In the minutes of its final meeting of the year, released on Tuesday morning, board members noted any further tightening would be dependent on whether incoming data would “alter the economic outlook and the evolving assessment of risks”.
“In making its decisions, the board will continue to pay close attention to developments in the global economy, trends in domestic demand, and the outlook for inflation and the labour market,” the minutes read.
Fresh inflation data for the December quarter, due in late January, will be key to whether the central bank hikes interest rates a 14th time at its next board meeting, scheduled for February 6, economists said.
While bond markets are implying a 4 per cent chance of a hike to 4.6 per cent at the RBA’s February meeting, expectations of the first rate cut have been delayed from June out to August.
Commonwealth Bank’s head of Australian economics Gareth Aird said the meeting minutes showed the RBA had finished hiking rates, with CBA expecting rate cuts would commence by September 2024.
“Against the backdrop of rising unemployment and falling GDP per capita the Board will be quite reluctant to tighten policy further,” Mr Aird said.
“Indeed the need for further rate rises has dissipated.”
But JP Morgan Australia chief economist Ben Jarman said the meeting minutes showed the RBA may be forced to hike again due to strong domestic demand.
“Overall, the vigilant tone of the minutes showed a bias to do a bit more if needed, with cuts not appearing feasible near-term,” Mr Jarman said.
NAB’s head of market economics Tapas Strickland agreed, asserting that the February meeting “should be considered live” while rate cuts shouldn’t be expected soon.
“NAB continues to see the RBA hiking in February … it is unlikely the RBA would contemplate cuts as early as the first half of 2024 as the market is pricing,” Mr Strickland added.
Pre-Christmas pause as RBA awaits new data
The meeting minutes revealed the RBA considered lifting the cash rate to 4.6 per cent in December to address concerns that inflation will remain higher for longer, a problem which RBA governor Michaele Bullock has cautioned is increasingly “home grown”.
“[D]omestic demand was judged still to be running above the level consistent with the inflation target and growth could be supported in the year ahead by a recovery in real household disposable income as inflation declined,” the minutes read.
However, the case for keeping rates steady was the “stronger one”, the minutes showed, as the central bank waited for further data to assess how the economy was coping under the weight of the 13 previous rate hikes.
Typically, changes to interest rates take about 12 to 18 months to flow through the economy to fully impact households and businesses.
In reaching its decision, the board also noted that the pace of disinflation – a decrease in the rate of inflation – had picked up overseas, potentially easing local price pressures.

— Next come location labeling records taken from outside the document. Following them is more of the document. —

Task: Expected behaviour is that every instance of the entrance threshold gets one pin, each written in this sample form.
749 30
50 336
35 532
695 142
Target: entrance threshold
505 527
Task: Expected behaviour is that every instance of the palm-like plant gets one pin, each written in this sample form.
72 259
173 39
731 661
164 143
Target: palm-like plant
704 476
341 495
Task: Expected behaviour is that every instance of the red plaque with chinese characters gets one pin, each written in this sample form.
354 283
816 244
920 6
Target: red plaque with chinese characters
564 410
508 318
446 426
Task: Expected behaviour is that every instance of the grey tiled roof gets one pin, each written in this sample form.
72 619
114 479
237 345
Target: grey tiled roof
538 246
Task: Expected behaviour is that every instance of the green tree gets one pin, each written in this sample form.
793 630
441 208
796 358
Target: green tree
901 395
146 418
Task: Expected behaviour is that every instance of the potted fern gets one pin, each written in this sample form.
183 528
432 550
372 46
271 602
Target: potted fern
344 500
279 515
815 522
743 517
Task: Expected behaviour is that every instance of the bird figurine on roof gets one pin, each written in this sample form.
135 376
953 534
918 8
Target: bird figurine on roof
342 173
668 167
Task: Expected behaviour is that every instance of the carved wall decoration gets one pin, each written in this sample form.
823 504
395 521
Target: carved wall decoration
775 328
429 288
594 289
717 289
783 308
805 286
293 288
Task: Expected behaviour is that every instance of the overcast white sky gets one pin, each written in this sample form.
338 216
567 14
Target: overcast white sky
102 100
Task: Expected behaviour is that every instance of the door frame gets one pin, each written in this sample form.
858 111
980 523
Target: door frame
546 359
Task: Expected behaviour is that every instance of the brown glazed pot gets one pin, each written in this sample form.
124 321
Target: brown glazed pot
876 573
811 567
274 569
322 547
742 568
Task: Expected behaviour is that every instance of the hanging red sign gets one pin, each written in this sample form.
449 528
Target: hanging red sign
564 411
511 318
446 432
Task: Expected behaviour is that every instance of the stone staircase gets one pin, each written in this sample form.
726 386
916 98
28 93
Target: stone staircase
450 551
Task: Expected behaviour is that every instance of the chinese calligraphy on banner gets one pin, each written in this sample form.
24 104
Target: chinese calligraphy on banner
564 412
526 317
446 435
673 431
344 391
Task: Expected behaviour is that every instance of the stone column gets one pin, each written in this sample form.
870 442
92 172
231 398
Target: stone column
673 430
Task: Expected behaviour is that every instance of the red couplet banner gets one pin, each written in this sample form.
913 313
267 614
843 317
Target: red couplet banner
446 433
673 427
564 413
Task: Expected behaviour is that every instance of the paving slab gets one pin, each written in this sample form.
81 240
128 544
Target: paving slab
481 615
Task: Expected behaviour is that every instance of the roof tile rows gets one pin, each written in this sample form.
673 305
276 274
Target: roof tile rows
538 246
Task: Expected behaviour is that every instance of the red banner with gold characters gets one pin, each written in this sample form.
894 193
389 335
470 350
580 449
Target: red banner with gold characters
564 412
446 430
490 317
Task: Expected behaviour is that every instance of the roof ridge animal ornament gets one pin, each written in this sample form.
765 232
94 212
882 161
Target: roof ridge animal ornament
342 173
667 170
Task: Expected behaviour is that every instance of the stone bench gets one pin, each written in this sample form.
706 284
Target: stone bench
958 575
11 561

“If emulated in Australia, this would be helpful in bringing inflation back to target.”
Board members were also conscious of a souring in jobs market, noting “there is the possibility of a larger rise in the unemployment rate than anticipated”.
“Members agreed there was sufficient value in waiting for further [economic] data to assess how the balance of risks was evolving and how best to balance these risks when setting policy.”
Households experiencing ‘painful squeeze’: RBA
Ahead of the meeting, a reprieve from further tightening was widely expected, with economists almost unanimously forecasting a hold, while money markets were pricing a near zero chance of a hike to 4.6 per cent.
As the RBA has ratcheted up interest rates, mortgagors have witnessed a substantial increase in their repayments, causing households to experience “a painful squeeze on their finances”, the central bank said.
Indeed, borrowers with an average-sized variable rate loan of $585,000 are already paying more than $1500 extra every month than they were before the RBA started its tightening cycle, according to loan comparison website Compare the Market.